After putting an end to the Boston Red Sox' championship drought, he started in on the Cubs'. Building from the ground up, he installed knowledgeable scouts with which to stock the farm system. That talent could be used to either build a club at the major league level or as trade bait towards bringing older, more-seasoned ballplayers to Chicago.
The farm system yielded a respectable bit of fruit, even if the harvest was a little light on pitching. And Epstein gradually acquired a nice mix of veterans to augment the youngsters. By 2015, the Cubs were contenders.
And we all know what happened in 2016, don't we?
Alas, the wheels began to fall off not long afterwards. Maybe it's Chicago's blind idolatry of its baseball and football champions, but the Cubs regressed almost immediately. While not as dominant as the 1985 Bears, they resembled them in their post-championship self-satisfaction.
Some blamed Joe Maddon's overly-permissive managerial style. Others blamed the players. But regardless of why, the Cubs receded almost as quickly as they had emerged. True, they rallied in the second half of '17 and made it to the NCLS. But in three succeeding seasons, they failed to even win a wild card game.
Without so much as lip service paid to the idea of signing some combination of Anthony Rizzo, Kris Bryant and Javier Baez to long-term contracts, Ricketts now appears on the verge of painting himself into the same corner notorious A's owner Charles O. Finley did in 1976, and risks losing multiple frontline athletes with no compensation whatsoever.
With Cy Young candidate Yu Darvish traded away for four very minor prospects and Jon Lester, Tyler Chatwood, Jose Quintana and Kyle Schwarber lost to free-agency, it's little wonder Epstein saw the writing on the wall and left with a year remaining on his contract.

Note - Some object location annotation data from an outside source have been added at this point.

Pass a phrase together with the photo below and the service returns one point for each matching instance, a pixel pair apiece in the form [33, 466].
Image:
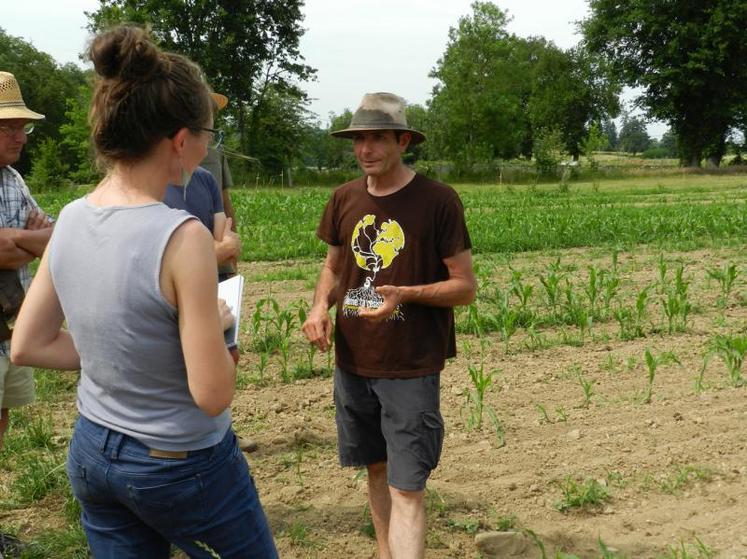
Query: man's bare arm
[12, 257]
[33, 241]
[228, 208]
[459, 289]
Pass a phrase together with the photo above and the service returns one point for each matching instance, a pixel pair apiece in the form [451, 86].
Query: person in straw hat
[398, 261]
[24, 232]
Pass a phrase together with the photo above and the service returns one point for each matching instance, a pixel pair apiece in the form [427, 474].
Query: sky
[357, 46]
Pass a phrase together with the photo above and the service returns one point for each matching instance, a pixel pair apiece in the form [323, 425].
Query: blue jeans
[136, 506]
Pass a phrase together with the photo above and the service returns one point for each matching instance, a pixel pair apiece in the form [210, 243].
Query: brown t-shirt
[399, 239]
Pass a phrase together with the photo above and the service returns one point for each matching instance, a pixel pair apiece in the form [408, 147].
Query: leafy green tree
[633, 137]
[477, 110]
[668, 143]
[610, 131]
[249, 50]
[570, 91]
[690, 58]
[75, 136]
[46, 86]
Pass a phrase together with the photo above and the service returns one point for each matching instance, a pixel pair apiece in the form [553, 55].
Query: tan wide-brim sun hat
[11, 101]
[380, 111]
[220, 100]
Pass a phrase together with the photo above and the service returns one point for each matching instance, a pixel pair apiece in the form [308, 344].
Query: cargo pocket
[433, 437]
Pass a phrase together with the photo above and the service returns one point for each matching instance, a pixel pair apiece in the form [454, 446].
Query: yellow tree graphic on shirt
[374, 249]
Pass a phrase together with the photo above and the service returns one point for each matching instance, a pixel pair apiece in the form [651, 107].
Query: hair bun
[126, 52]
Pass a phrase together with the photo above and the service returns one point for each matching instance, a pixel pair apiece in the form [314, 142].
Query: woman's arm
[38, 338]
[188, 280]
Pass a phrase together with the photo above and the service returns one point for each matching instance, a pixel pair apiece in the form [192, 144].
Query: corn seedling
[593, 288]
[500, 432]
[551, 283]
[698, 550]
[575, 495]
[675, 303]
[271, 326]
[652, 363]
[610, 287]
[522, 291]
[467, 525]
[731, 350]
[725, 276]
[683, 477]
[588, 387]
[262, 366]
[544, 418]
[575, 312]
[481, 382]
[662, 269]
[299, 536]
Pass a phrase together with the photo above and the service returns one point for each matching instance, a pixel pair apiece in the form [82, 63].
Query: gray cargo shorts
[396, 421]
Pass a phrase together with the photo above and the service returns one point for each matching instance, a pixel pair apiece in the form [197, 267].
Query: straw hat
[220, 100]
[11, 101]
[380, 111]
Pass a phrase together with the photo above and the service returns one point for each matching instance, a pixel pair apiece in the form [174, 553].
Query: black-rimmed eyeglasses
[216, 136]
[6, 130]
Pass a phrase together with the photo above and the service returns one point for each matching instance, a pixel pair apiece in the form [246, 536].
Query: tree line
[498, 96]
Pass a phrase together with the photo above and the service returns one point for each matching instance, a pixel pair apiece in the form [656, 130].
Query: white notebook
[230, 291]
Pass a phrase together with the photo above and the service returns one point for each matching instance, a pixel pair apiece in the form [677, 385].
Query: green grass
[674, 211]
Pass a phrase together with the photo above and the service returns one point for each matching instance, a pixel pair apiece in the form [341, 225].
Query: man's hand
[226, 317]
[318, 328]
[229, 246]
[37, 219]
[392, 299]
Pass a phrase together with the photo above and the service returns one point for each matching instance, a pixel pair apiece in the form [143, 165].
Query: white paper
[230, 291]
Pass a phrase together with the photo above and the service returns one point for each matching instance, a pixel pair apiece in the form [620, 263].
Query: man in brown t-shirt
[398, 261]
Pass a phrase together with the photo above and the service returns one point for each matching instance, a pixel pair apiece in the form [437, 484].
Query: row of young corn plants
[276, 339]
[557, 299]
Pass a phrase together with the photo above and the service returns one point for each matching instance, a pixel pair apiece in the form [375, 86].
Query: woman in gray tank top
[152, 460]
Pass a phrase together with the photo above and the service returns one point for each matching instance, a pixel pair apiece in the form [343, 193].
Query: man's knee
[407, 497]
[376, 470]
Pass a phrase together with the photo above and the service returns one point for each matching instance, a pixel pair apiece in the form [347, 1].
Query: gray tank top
[105, 265]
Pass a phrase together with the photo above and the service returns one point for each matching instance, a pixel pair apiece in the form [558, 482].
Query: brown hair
[142, 95]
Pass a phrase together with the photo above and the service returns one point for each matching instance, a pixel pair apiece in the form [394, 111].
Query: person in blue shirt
[202, 198]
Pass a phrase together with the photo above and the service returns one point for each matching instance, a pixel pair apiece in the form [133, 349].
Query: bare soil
[675, 468]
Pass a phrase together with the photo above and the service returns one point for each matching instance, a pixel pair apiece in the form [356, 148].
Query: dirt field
[675, 469]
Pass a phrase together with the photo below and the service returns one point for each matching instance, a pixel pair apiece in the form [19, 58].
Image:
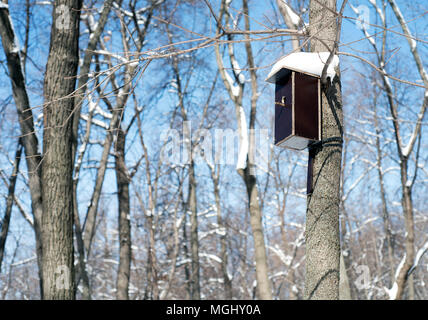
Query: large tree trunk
[122, 178]
[59, 84]
[9, 201]
[194, 241]
[25, 117]
[322, 215]
[227, 282]
[262, 270]
[407, 204]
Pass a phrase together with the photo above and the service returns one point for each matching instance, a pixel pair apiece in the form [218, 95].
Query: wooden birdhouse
[298, 97]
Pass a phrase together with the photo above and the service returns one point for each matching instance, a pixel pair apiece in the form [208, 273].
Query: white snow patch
[308, 62]
[295, 19]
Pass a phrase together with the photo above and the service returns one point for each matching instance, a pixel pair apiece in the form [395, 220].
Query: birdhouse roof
[311, 63]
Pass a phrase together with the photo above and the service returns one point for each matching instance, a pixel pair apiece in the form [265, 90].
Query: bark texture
[26, 122]
[59, 84]
[322, 215]
[122, 178]
[9, 202]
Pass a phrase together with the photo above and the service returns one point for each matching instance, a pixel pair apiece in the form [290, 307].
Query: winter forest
[137, 154]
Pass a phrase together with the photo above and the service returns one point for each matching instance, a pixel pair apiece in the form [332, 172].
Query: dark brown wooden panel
[283, 110]
[306, 106]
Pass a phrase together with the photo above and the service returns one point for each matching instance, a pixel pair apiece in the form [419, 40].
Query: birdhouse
[298, 98]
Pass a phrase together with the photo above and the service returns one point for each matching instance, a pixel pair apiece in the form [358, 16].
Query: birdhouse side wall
[306, 110]
[283, 108]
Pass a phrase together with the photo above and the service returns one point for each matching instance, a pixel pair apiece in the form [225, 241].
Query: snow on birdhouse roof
[311, 63]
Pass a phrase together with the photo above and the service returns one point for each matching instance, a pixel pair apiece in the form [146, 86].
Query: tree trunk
[194, 241]
[410, 232]
[26, 122]
[9, 201]
[59, 84]
[227, 282]
[322, 215]
[122, 179]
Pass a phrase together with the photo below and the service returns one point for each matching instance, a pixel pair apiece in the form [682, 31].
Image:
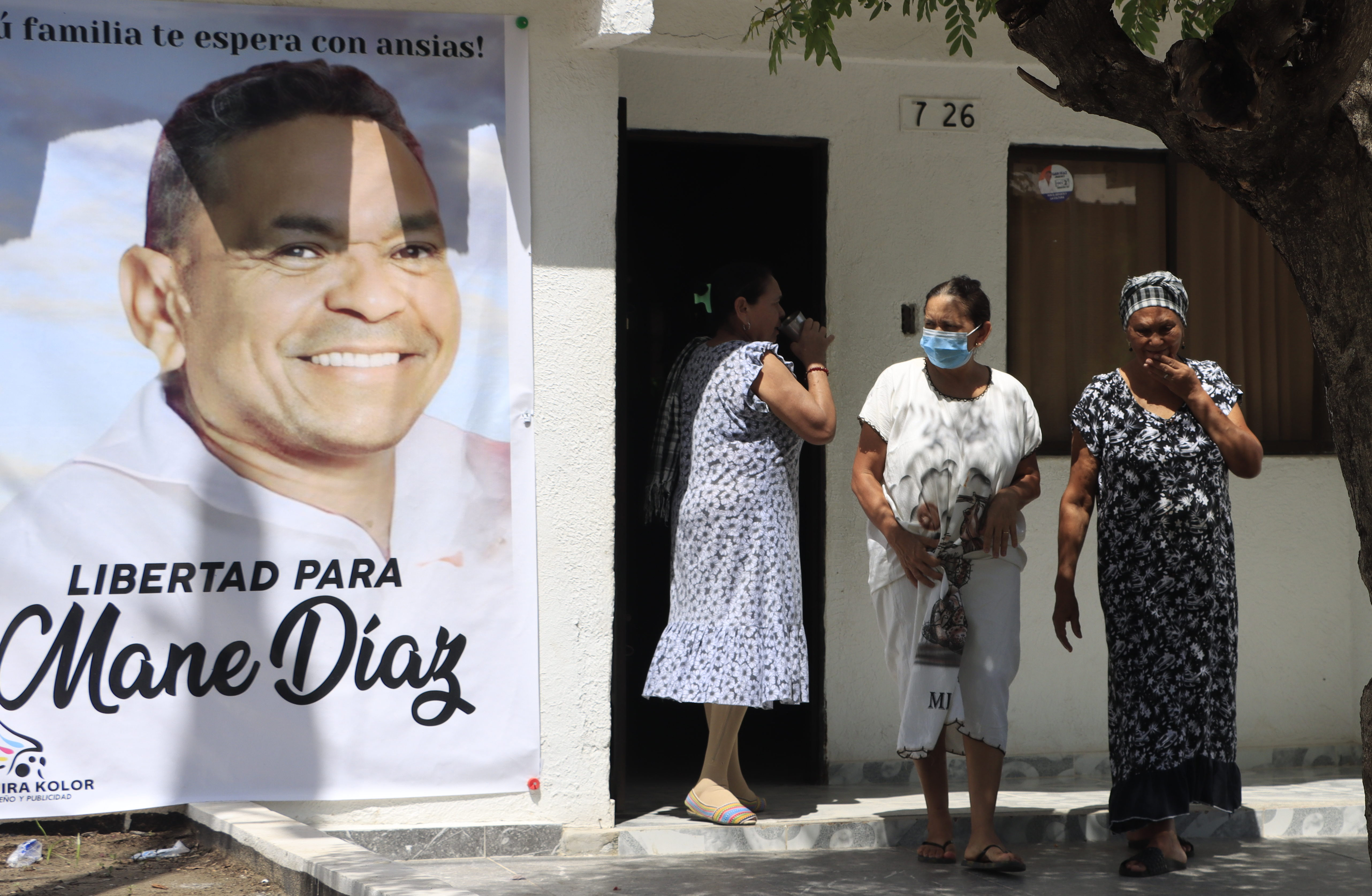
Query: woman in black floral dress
[1154, 444]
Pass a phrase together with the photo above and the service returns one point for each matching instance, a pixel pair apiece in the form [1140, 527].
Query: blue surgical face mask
[947, 350]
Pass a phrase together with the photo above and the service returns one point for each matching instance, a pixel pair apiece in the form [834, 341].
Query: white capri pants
[975, 698]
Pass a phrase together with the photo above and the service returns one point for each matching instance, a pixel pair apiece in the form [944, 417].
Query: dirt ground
[106, 868]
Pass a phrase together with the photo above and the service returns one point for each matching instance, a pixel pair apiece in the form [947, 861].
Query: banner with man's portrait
[267, 496]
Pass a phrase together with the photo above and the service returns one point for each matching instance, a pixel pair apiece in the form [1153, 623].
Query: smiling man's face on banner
[308, 300]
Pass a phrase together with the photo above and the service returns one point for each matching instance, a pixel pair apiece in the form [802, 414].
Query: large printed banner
[267, 525]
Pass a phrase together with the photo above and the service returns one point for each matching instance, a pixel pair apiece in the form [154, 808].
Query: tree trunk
[1276, 108]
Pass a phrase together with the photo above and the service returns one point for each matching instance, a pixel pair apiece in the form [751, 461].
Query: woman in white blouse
[944, 464]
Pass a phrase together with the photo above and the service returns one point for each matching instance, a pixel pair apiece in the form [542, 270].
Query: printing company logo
[25, 776]
[20, 754]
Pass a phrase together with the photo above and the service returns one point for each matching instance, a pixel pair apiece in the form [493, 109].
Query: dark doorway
[688, 204]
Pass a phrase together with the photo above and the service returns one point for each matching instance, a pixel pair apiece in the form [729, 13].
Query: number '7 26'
[962, 117]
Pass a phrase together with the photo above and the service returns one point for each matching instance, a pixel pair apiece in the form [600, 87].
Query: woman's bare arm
[809, 412]
[1005, 508]
[1241, 449]
[869, 470]
[1073, 521]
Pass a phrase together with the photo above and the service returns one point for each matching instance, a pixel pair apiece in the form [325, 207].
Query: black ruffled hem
[1156, 796]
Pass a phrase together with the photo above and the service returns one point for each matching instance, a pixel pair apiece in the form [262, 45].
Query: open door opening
[688, 204]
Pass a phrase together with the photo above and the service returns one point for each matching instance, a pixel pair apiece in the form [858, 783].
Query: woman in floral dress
[735, 637]
[1154, 444]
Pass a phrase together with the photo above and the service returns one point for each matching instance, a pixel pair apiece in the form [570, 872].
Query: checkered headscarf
[1160, 289]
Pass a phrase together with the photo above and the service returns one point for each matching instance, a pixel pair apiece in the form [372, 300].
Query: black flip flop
[1153, 862]
[939, 860]
[1186, 846]
[983, 864]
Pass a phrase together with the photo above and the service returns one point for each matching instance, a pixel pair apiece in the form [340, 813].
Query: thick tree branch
[1100, 70]
[1270, 58]
[1039, 86]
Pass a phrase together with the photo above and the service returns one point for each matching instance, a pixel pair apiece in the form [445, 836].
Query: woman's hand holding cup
[813, 343]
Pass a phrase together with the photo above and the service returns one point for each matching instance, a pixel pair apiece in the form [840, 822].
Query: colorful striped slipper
[728, 814]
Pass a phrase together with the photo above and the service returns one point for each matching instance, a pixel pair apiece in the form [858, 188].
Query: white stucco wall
[907, 210]
[574, 147]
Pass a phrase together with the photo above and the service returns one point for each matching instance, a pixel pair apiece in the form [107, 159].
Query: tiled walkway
[1278, 803]
[1223, 868]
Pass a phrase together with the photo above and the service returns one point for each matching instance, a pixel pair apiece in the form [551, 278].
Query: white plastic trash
[25, 854]
[179, 850]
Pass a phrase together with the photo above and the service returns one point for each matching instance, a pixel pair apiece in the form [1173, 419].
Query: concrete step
[1062, 811]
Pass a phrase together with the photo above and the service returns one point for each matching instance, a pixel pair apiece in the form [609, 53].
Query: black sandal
[1153, 862]
[939, 860]
[983, 864]
[1142, 844]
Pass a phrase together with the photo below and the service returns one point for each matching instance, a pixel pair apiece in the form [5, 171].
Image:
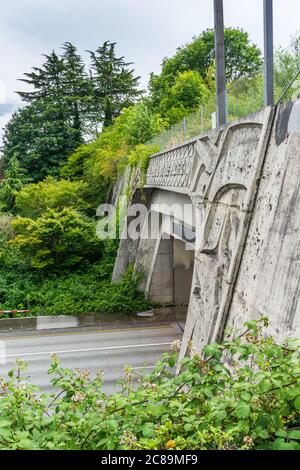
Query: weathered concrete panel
[243, 182]
[269, 277]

Even before the onset of COVID, Ricketts repeatedly stated “There is no more money.” With a full-bore salary dump in progress one could be excused for asking “There is now, right?”
One also wonders what Ricketts has planned for Willson Contreras, Jason Heyward and Kyle Hendricks. And how this salary dump, with so very, very little received in return, positions the Cubs as ongoing contenders?
It's tough not to see baseball's version of Jerry Jones taking shape, who like Ricketts rebuilt a once-dominant franchise, made a big splash with some Super Bowl victories and then lapsed into mediocrity while turning the Dallas Cowboys into his personal ATM.
While Jones has seeming forgotten everything he once knew about running a winning NFL franchise, the Cowboys spout money like a severed artery does blood. With Rickett's multiple improvements to Wrigley Field and his developments in the surrounding neighborhood, imagining his business plan suddenly doesn't take so much, well, imagining.
Cub fans deserve better than another interminable slide into nothingness with spinning turnstiles and the Rickett's rosy bottom line priority number-one.
Yep. Devilment for sure.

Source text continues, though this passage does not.